Thread: Generic hash function?

Generic hash function?

From
Brian Hurt
Date:
I'm trying to write a generic equals operator that works on type
anyelement, and get it to work with hashing.  But to do that I need a
generic hash function.  Does one exist?  And if not, any pointers on how
to write one?

Brian


Re: Generic hash function?

From
Tom Lane
Date:
Brian Hurt <bhurt@janestcapital.com> writes:
> I'm trying to write a generic equals operator that works on type
> anyelement,

What for?  You'd ultimately have to depend on the various actual input
types' native equality operators, so I don't see what this'd buy except
a layer of useless-seeming overhead.  Also, it could only be hashable
if the input type's equality is hashable, and we don't have any way to
deal with a "sometimes hashable" equality operator.

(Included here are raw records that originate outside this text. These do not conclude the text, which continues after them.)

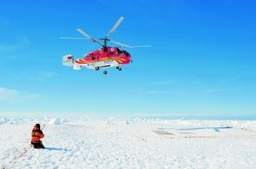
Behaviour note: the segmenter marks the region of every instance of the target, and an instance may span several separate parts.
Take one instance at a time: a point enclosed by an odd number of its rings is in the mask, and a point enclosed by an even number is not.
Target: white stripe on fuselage
[[[113,67],[113,66],[119,66],[119,64],[116,60],[108,59],[104,61],[99,61],[99,62],[93,62],[89,64],[78,64],[74,63],[75,65],[87,67],[88,69],[95,69],[96,67]]]

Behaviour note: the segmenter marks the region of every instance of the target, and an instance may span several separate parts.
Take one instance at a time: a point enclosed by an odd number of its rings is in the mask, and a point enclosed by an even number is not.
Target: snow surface
[[[0,117],[0,168],[256,168],[256,121]]]

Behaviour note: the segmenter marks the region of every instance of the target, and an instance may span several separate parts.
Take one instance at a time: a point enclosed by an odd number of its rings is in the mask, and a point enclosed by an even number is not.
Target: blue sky
[[[0,113],[256,114],[254,1],[0,2]],[[133,63],[108,74],[61,65],[99,48],[95,38],[125,18],[113,40]],[[109,43],[109,45],[111,45]]]

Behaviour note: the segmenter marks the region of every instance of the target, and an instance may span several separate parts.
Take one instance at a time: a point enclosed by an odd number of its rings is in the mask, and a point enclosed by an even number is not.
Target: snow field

            regards, tom lane

Re: Generic hash function?

From
Brian Hurt
Date:
Tom Lane wrote:
Brian Hurt <bhurt@janestcapital.com> writes: 
I'm trying to write a generic equals operator that works on type 
anyelement,   
What for?  You'd ultimately have to depend on the various actual input
types' native equality operators, so I don't see what this'd buy except
a layer of useless-seeming overhead.  Also, it could only be hashable
if the input type's equality is hashable, and we don't have any way to
deal with a "sometimes hashable" equality operator.
		regards, tom lane

 

What I'd like to write is:

CREATE FUNCTION eqnull(anyelement, anyelement) RETURNS BOOLEAN AS $_$
        SELECT
          (CASE
            WHEN $1 IS NULL AND $2 IS NULL THEN TRUE
            WHEN ($1 IS NULL AND $2 IS NOT NULL)
              OR ($1 IS NOT NULL AND $2 IS NULL)
              THEN FALSE
            ELSE $1 = $2
            END
          )
$_$ IMMUTABLE LANGUAGE SQL;

Which changes how nulls are handled.  This makes writing certain kinds of queries much easier and much more clear what the query is doing.

Am I going to need to create an operator class for every type?

Brian

Re: Generic hash function?

From
Tom Lane
Date:
Brian Hurt <bhurt@janestcapital.com> writes:
> Tom Lane wrote:
>> What for?

> What I'd like to write is [ x=y meaning x IS NOT DISTINCT FROM y ]

> Am I going to need to create an operator class for every type?

If you want it to be indexable you're going to have to do a lot more
work than that.  btree generally assumes that the comparison functions
are strict, and the other index AMs discriminate against nulls even
more strongly, eg, hash doesn't store nulls at all.  I think the hash
and merge join code is designed to ignore nulls as well.

On the whole you'd likely find it a lot simpler to reconsider the ways
your application is using NULL.  Assuming that NULL = NULL is
fundamentally against the SQL spec, and you will be forever swimming
upstream if you try to make PG handle it that way.